Leaders’ Leader

Leaders’ leaders stand out from the rest. Somehow their contributions affect large groups and move organizations toward something better, yet they function for the most part, outside of organizations. The changes they bring are more like leaps than the small steps most use. They think of the world in large terms — they work for institutions or societies or cultures not for individuals. Leaders work to bring the special and creative gifts of these people to bear on the efforts of the group.

Once a leader decides to accept this kind of responsibility, we can define the process quickly.

We would call it a search for beneficial surprise. Traditional education does not prepare us for this. We must search for a creative productiveness, a compost heap of experience and ideas, experiments and failures and successes that will bring about the changes and improvements we need.

How does a leader approach the process of creative work? A leader first makes a personal commitment to be hospitable to gifted people. A leader protects unusual persons from the bureaucracy and legalism so ensconced in our organizations.

A leader remains vulnerable to real surprise and to true quality. Surprise here means – something totally unexpected. It may also mean a new level of quality, one that might not have considered before. Neither of these things is easy: really great ideas shake up organizations.

Creative work needs the ethos of jazz. A leader will pick the tune, set the tempo, and start the music define a ‘style’

After that, it is up to the band to be disciplined and free, wild, and restrained – leaders and followers, focused and wide ranging playing the music for the audience and accountable to the requirements of the band.

Jazz-band leaders know how to integrate the “voices” in the band without diminishing their uniqueness. The individuals in the band are expected to play sole and together.


Hard driving business managers are often too suspicious to abandon themselves to the consequences of real delegation. They trap themselves into dumping rather than delegating. Delegation is one of the ways for a leader to connect voice and touch. It is precious way of enabling people to participate, to grow to reach their potential.

Delegation is one way of dealing with the increasing complexity in organizations. It seems to me that it is impossible for a modern day organization to reach its potential until, through delegation a leader brings to bear the diverse gifts of many individuals.

It seems that diversity consists of our individual gifts and that the spectrum of gifts gives organizations strength. Every leader has limitations no one person can be all things to the organization.

Any leader who limits the organization to the talents and time of the leader seriously handicaps the group.

Assuming that the process of delegation is like most of a leader’s work which depends heavily on the quality of our relationship. We become corporately effective by trusting that others can do some things better than us. This is a risk, of course, in terms of the organizations, but it is a natural and essential risk.

Delegation requires a form of dying a separation of issue from self. We must surrender or abandon ourselves to the gifts that other people bring to the game. We must become vulnerable to every person’s need to do their best.

Delegation requires that a leader clearly state the corporate vision, a vision to be fully shared and discussed and scrutinized. Only then can leaders enroll followers in advocacy.

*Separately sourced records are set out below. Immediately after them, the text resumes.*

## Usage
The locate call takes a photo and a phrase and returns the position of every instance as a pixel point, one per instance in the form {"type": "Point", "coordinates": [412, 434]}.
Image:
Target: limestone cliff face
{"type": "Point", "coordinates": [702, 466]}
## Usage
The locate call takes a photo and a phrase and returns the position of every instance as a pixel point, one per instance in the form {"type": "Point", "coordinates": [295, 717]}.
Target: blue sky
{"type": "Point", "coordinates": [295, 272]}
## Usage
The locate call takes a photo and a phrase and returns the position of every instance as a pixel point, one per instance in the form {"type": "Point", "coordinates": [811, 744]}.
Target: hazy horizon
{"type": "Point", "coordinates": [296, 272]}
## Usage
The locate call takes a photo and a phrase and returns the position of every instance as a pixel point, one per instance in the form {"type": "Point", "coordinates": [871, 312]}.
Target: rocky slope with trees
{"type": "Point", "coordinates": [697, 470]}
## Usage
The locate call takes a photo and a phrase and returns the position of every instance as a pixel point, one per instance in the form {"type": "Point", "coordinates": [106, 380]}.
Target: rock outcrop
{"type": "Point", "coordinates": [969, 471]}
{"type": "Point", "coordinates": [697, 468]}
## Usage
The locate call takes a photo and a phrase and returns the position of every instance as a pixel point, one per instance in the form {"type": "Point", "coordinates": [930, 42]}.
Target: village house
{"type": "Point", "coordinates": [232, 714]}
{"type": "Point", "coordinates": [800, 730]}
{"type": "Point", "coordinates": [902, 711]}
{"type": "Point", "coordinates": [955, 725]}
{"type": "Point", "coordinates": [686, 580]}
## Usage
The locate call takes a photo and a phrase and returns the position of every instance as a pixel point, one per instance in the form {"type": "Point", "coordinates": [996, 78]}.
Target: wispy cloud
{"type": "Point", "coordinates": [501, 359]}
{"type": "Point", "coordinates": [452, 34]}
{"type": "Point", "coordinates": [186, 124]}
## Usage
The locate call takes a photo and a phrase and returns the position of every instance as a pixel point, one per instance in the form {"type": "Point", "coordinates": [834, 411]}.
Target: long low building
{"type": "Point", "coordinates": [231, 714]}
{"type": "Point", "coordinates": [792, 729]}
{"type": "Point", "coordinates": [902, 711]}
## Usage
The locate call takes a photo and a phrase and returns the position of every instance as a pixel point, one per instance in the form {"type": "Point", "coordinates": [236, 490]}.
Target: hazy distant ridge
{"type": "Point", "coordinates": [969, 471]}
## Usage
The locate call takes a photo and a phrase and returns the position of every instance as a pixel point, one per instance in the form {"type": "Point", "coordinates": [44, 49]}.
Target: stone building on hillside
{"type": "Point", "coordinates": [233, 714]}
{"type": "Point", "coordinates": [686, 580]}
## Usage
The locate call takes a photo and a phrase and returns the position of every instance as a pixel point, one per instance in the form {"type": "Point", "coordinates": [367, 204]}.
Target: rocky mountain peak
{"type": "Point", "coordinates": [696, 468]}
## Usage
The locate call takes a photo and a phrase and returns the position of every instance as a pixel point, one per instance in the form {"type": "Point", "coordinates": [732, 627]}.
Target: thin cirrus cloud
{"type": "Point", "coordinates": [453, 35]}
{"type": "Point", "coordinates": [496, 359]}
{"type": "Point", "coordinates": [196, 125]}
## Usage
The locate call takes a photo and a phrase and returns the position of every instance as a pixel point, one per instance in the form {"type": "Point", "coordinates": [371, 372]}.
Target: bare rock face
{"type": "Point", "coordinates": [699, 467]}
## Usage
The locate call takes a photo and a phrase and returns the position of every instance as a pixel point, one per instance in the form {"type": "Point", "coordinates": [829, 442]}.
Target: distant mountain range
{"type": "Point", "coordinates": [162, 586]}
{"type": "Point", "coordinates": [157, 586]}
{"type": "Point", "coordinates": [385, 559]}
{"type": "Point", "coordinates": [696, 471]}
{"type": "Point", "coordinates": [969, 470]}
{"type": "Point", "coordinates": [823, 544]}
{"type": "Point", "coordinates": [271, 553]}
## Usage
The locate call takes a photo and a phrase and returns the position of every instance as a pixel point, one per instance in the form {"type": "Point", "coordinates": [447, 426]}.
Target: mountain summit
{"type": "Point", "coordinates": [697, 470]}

We must believe in “acceptance” and not “agreement”. In organizations even if we do not completely agree, we have to accept a broad direction so that we become advocates and allow the organization to do its job.

What do delegates need? First, they need to know their authority and accountability. They need to know who, what and when of the project and not the how – that is what the delegate brings.

They need all the information the leader has and the sum of a leader’s wisdom regarding the project. The delegate also needs to have certain agreements with a leader. Together they will define reality, establish the validity of the mission understand and accept the work to be done.

They need to state their goals. They need to come to terms about the potential for growth and the way to measure performance. Last, but not least, they need to discuss failure.